The War Department's own account, issued on 2 December as an update on 'Operation Southern Spear', reaffirms that US Special Operations Command called for a second strike to 'ensure the boat was destroyed and the threat to the United States was eliminated'. Pentagon officials insisted the campaign and individual strikes comply with US and international law.
These statements sit uneasily beside whistle-blower accounts and internal friction between senior defence officials over how aggressively Southern Spear should be executed.

Human-Rights Petition Alleges Extrajudicial Killing
This week, the family of Alejandro Carranza Medina, a Colombian fisherman killed in a separate 15 September strike, filed a formal petition before the Inter-American Commission on Human Rights (IACHR). The complaint, which media outlets and the family's lawyer, Daniel Kovalik, say they have reviewed, alleges Carranza was an unarmed civilian and accuses US officials of carrying out 'extra-judicial killings'.
The petition argues that Carranza's death left his wife and children without their primary source of income and requests reparations along with an independent international inquiry into US maritime strikes. It is the first formal human-rights legal action tied directly to Operation Southern Spear, signalling a significant escalation of cross-border accountability pressure.
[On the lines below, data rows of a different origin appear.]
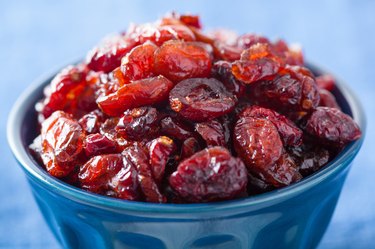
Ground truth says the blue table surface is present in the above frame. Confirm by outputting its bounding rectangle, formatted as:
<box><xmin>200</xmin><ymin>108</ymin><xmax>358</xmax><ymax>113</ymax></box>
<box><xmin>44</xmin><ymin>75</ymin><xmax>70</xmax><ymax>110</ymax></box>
<box><xmin>0</xmin><ymin>0</ymin><xmax>375</xmax><ymax>249</ymax></box>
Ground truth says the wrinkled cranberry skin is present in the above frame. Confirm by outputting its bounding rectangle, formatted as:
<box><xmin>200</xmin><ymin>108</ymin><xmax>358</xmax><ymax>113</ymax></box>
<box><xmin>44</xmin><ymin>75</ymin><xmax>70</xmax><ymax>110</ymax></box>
<box><xmin>148</xmin><ymin>136</ymin><xmax>176</xmax><ymax>183</ymax></box>
<box><xmin>41</xmin><ymin>111</ymin><xmax>85</xmax><ymax>178</ymax></box>
<box><xmin>180</xmin><ymin>137</ymin><xmax>201</xmax><ymax>159</ymax></box>
<box><xmin>261</xmin><ymin>153</ymin><xmax>302</xmax><ymax>188</ymax></box>
<box><xmin>36</xmin><ymin>65</ymin><xmax>91</xmax><ymax>121</ymax></box>
<box><xmin>169</xmin><ymin>78</ymin><xmax>237</xmax><ymax>122</ymax></box>
<box><xmin>86</xmin><ymin>35</ymin><xmax>136</xmax><ymax>73</ymax></box>
<box><xmin>250</xmin><ymin>65</ymin><xmax>320</xmax><ymax>116</ymax></box>
<box><xmin>160</xmin><ymin>117</ymin><xmax>194</xmax><ymax>141</ymax></box>
<box><xmin>233</xmin><ymin>117</ymin><xmax>283</xmax><ymax>173</ymax></box>
<box><xmin>319</xmin><ymin>89</ymin><xmax>341</xmax><ymax>110</ymax></box>
<box><xmin>84</xmin><ymin>133</ymin><xmax>117</xmax><ymax>157</ymax></box>
<box><xmin>305</xmin><ymin>107</ymin><xmax>361</xmax><ymax>146</ymax></box>
<box><xmin>78</xmin><ymin>154</ymin><xmax>139</xmax><ymax>200</ymax></box>
<box><xmin>116</xmin><ymin>106</ymin><xmax>159</xmax><ymax>140</ymax></box>
<box><xmin>212</xmin><ymin>61</ymin><xmax>245</xmax><ymax>98</ymax></box>
<box><xmin>155</xmin><ymin>41</ymin><xmax>211</xmax><ymax>83</ymax></box>
<box><xmin>240</xmin><ymin>106</ymin><xmax>303</xmax><ymax>146</ymax></box>
<box><xmin>122</xmin><ymin>145</ymin><xmax>166</xmax><ymax>203</ymax></box>
<box><xmin>232</xmin><ymin>43</ymin><xmax>283</xmax><ymax>84</ymax></box>
<box><xmin>169</xmin><ymin>147</ymin><xmax>247</xmax><ymax>202</ymax></box>
<box><xmin>195</xmin><ymin>120</ymin><xmax>226</xmax><ymax>147</ymax></box>
<box><xmin>97</xmin><ymin>76</ymin><xmax>173</xmax><ymax>116</ymax></box>
<box><xmin>78</xmin><ymin>110</ymin><xmax>105</xmax><ymax>134</ymax></box>
<box><xmin>117</xmin><ymin>43</ymin><xmax>157</xmax><ymax>83</ymax></box>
The administration has publicly pledged to release more imagery of the operations; the US President said he would be open to releasing additional video. But lawmakers from both parties have demanded classified briefings, and a senior admiral connected to the operation is due to appear for closed congressional testimony.
UN and Legal Experts Question Lawfulness Of Strikes
The UN human-rights office has warned that the series of strikes conducted since September 'violate international human-rights law', as the operations are not taking place within a recognised armed conflict. The IACHR has also urged Washington to ensure its extraterritorial operations comply with international standards.
Human-rights bodies and legal experts have been explicit: lethal force is tightly constrained under both the law of armed conflict and human-rights law, mainly when operations occur outside recognised battlefields.

US officials, by contrast, have framed the strikes as lawful actions against 'designated terror organisations' and emphasised legal vetting up and down the chain of command. The Pentagon statement quoted its press secretary as saying lawyers had reviewed the operations and that Adm. Frank 'Mitch' Bradley authorised a follow-on strike on 2 September, a version of events that conflicts with reporting suggesting Defence Secretary Pete Hegseth privately ordered more aggressive action.
Legal scholars say two issues are determinative: whether the boats constituted legitimate military targets and whether commanders took feasible precautions to avoid civilian loss of life once survivors were visible.
If survivors were known and unarmed, a deliberate strike on them may violate both the Law of Armed Conflict (LOAC) and human-rights obligations. Experts quoted in recent analyses call the practice of 'double-tap' strikes, hitting the same target twice, particularly fraught when civilians may be present.
Congress Moves To Examine Authorisations And Chain Of Command
US lawmakers from both parties are demanding classified briefings, the underlying Office of Legal Counsel (OLC) opinion used to justify the campaign, and access to operational logs. A senior admiral tied to Southern Spear is expected to give closed-door testimony in the coming days.
Investigators are seeking answers to several questions:
- Who authorised the follow-on strike on 2 September?
- What intelligence assessments were used to classify the boat as a threat?
- What did field commanders observe once survivors appeared?
- What legal advice was provided, and were rescue obligations considered?
With new material emerging from both official releases and international filings, scrutiny of the Pentagon's maritime campaign is intensifying — and accountability demands are rising on Capitol Hill and abroad.